Slide 2018 DIVINE BECOMES
A B CORP
Divine is audited and certified as a B Corporation - joining the growing movement of thousands of companies worldwide who are signed up to use business as a force for good.



Slide 2018 A SWEDISH MOVE Divine Chocolate acquires Swedish Fairtrade company House of Fairtrade. House of Fairtrade sells a range of fair trade handicrafts supporting artisan producers across the world and has distributed Divine chocolate in Sweden for the last 15 years. The move enables both companies to continue supporting Fairtrade producers and World Fair Trade Organization (WFTO) artisan members around the world.
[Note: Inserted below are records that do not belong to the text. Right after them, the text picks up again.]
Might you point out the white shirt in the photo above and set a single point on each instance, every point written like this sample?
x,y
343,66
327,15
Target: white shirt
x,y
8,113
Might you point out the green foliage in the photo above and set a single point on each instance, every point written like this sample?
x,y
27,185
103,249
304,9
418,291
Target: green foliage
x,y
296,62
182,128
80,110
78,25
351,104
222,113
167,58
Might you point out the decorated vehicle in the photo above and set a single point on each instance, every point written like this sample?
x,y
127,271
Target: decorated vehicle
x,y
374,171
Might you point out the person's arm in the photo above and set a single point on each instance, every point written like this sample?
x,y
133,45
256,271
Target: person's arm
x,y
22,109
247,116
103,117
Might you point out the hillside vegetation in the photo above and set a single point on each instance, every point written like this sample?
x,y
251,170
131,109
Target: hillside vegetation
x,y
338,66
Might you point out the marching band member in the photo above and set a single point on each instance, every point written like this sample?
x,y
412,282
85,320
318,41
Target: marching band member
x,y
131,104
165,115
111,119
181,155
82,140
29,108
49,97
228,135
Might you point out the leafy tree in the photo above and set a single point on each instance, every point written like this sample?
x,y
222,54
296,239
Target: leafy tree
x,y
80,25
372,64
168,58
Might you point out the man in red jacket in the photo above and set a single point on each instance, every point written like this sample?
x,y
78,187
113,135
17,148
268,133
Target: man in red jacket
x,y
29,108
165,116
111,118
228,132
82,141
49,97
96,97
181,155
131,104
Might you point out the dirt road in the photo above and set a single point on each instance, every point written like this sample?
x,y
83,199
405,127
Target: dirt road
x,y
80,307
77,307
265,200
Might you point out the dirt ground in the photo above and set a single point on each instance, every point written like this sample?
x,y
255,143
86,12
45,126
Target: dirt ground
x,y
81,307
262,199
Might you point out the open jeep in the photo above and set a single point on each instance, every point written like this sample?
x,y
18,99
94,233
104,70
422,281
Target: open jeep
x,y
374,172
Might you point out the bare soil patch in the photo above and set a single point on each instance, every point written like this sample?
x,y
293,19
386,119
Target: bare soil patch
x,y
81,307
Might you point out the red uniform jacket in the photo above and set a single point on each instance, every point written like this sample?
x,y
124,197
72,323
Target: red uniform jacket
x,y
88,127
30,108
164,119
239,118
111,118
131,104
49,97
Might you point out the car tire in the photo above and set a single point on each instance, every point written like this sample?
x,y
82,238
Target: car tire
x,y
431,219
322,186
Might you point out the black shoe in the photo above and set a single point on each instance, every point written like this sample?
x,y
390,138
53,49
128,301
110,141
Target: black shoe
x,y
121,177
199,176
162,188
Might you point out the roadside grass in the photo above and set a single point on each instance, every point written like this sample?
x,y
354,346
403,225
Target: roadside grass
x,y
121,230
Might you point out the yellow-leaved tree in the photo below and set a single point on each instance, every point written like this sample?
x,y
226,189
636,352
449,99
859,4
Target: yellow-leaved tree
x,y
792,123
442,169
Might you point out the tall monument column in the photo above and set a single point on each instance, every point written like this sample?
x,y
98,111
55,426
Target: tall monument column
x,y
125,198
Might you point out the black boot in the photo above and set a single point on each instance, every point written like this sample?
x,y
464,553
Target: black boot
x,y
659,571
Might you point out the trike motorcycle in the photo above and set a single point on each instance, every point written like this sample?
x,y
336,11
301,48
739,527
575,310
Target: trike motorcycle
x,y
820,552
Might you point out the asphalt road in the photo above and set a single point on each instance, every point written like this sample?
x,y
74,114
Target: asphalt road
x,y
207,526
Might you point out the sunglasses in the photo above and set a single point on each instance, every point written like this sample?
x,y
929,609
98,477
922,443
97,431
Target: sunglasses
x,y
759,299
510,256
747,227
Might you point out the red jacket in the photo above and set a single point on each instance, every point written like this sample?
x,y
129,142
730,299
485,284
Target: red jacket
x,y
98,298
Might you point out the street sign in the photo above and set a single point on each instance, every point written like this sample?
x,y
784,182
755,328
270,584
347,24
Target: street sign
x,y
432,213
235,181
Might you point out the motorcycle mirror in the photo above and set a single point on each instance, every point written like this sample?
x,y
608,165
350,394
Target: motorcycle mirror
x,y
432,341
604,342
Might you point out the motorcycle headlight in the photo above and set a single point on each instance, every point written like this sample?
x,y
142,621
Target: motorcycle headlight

Slide 2019 CHOCOLATE ISLAND Divine Chocolate UK launches a new range of delicious high cocoa Organic and Fairtrade certified dark chocolate bars with specially sourced cocoa from São Tomé, a small island off the west coast of Africa. Divine is excited to be working with CECAQ-11 co-operative, made up of 1135 members across 20 village associations. Once the world's biggest exporter of cocoa, São Tomé is fondly known as the ‘Chocolate Island’.

Slide 2020 CELEBRATING 20 YEARS Divine Chocolate officially celebrates 20 years of championing cocoa farmers!
We exist to help end exploitation in the cocoa industry. We champion the needs of farmers, enabling them to thrive and prosper and together build a sustainable and fair world,

Doing Business Differently

Divine Chocolate is a global, farmer-owned chocolate company. We use the amazing power of chocolate to delight and engage.

In the early 1990s, structural changes in the cocoa market in Ghana prompted Nana Frimpong Abebrese to begin creating a farmer-owned company to help farmers sell their own cocoa. Nana was a visionary farmer representative and independent representative of COCOBOD (a Ghanaian government-controlled institution that fixes the buying price for cocoa in Ghana). With the support of Twin Trading, a fairtrade company aiming to support cocoa farmers, Nana and a group of other farmers found ways to ensure the net gains of the company would belong to farmers, farmers could be paid in cash, and fair trade premiums could be invested in social programs.